Une portée quand même limitée…

Tout n’est quand même pas complètement négatif dans la décision du Conseil Constitutionnel, car il a assorti son jugement de plusieurs réserves d’interprétation, qui vont limiter la portée de ce nouveau droit à l’image.

La première concerne l’articulation avec les licences libres, sujet qui concerne au premier chef les wikipédiens. L’un des « dommages collatéraux » du dispositif introduit par la Loi Création est qu’il est susceptible d’empêcher de placer sous licences libres des photographies des monuments des domaines nationaux, car celles-ci autorisent par définition l’usage commercial. La loi Création instaure ainsi de manière paradoxale une sorte « d’anti-liberté de panorama » qui risquait d’empêcher d’illustrer les articles de Wikipédia relatifs à ces monuments.

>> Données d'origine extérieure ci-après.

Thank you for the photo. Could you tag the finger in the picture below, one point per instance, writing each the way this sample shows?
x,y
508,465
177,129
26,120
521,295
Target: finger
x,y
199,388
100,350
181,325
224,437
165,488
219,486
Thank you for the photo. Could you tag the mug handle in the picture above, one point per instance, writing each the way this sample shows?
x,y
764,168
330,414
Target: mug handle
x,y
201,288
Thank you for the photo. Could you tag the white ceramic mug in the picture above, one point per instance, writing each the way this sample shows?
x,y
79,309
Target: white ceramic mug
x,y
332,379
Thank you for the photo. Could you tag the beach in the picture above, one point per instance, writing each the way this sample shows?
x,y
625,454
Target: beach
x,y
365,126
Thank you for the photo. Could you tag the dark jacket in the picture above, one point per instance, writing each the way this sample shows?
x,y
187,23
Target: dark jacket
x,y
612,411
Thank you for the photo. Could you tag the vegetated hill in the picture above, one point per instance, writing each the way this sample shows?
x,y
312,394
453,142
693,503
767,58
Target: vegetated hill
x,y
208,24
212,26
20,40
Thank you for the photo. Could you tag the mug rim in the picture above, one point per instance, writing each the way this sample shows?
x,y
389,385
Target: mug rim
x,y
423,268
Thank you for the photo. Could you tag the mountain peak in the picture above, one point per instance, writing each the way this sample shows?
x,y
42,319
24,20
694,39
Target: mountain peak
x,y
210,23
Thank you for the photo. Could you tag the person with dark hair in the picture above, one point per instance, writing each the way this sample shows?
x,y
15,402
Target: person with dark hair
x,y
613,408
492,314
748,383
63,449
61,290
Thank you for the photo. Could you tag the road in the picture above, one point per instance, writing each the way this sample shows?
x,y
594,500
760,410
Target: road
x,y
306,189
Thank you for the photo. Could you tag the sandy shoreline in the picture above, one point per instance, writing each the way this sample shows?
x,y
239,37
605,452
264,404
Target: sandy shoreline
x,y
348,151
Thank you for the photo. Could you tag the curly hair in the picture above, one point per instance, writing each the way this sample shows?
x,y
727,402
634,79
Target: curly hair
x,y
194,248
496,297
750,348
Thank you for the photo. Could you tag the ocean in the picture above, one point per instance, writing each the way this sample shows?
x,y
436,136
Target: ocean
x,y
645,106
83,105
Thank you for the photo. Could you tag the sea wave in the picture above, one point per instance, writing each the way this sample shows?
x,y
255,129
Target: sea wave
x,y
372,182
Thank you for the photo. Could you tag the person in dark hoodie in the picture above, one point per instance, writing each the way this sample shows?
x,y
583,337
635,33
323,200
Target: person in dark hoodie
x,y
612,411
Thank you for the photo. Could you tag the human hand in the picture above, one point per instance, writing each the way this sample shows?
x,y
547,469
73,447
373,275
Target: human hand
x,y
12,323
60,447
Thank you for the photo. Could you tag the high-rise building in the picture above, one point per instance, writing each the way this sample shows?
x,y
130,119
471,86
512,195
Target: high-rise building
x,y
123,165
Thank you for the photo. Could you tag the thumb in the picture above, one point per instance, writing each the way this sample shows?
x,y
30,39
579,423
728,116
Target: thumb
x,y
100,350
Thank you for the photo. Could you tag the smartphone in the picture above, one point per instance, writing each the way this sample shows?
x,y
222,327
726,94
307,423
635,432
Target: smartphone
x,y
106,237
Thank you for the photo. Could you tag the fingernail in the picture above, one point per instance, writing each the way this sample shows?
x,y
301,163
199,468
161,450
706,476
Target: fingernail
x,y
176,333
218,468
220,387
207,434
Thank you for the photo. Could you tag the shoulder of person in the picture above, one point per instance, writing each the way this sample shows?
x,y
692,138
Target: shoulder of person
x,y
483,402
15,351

Wikimedia France et La Quadrature ont donc également soutenu devant le conseil que cette loi portait une atteinte disproportionnée à la liberté contractuelle et au droit des auteurs de photographies, en les empêchant d’utiliser des licences libres pour la diffusion. A cet argument, le Conseil Constitutionnel a répondu ceci :

en l’absence de disposition expresse contraire, les dispositions contestées n’affectent pas les contrats légalement conclus avant leur entrée en vigueur. Par conséquent, le grief tiré de la méconnaissance du droit au maintien des contrats légalement conclus doit être écarté.

Cela signifie en substance que la loi Création ne remettra pas en cause la validité des licences libres déjà apposées sur des photographies de monuments des domaines nationaux et que le nouveau droit à l’image n’interférera avec les contrats qu’à partir de la date d’entrée en vigueur du texte. C’est une solution en demi-teinte, qui va constituer à l’avenir une entrave à l’usage des licences libres, mais il faut néanmoins prendre en considération qu’il existe déjà plusieurs centaines de photographies de ces bâtiments sur Wikimedia Commons et des milliers si l’on étend la recherche à l’ensemble du web (cliquez sur l’image ci-dessous pour le Château de Chambord par exemple).

Une simple recherche sur Google Images montre qu’il existe déjà des centaines et des centaines d’images du Château de Chambord sous licence libre sur laquelle la loi Création n’aura aucune prise…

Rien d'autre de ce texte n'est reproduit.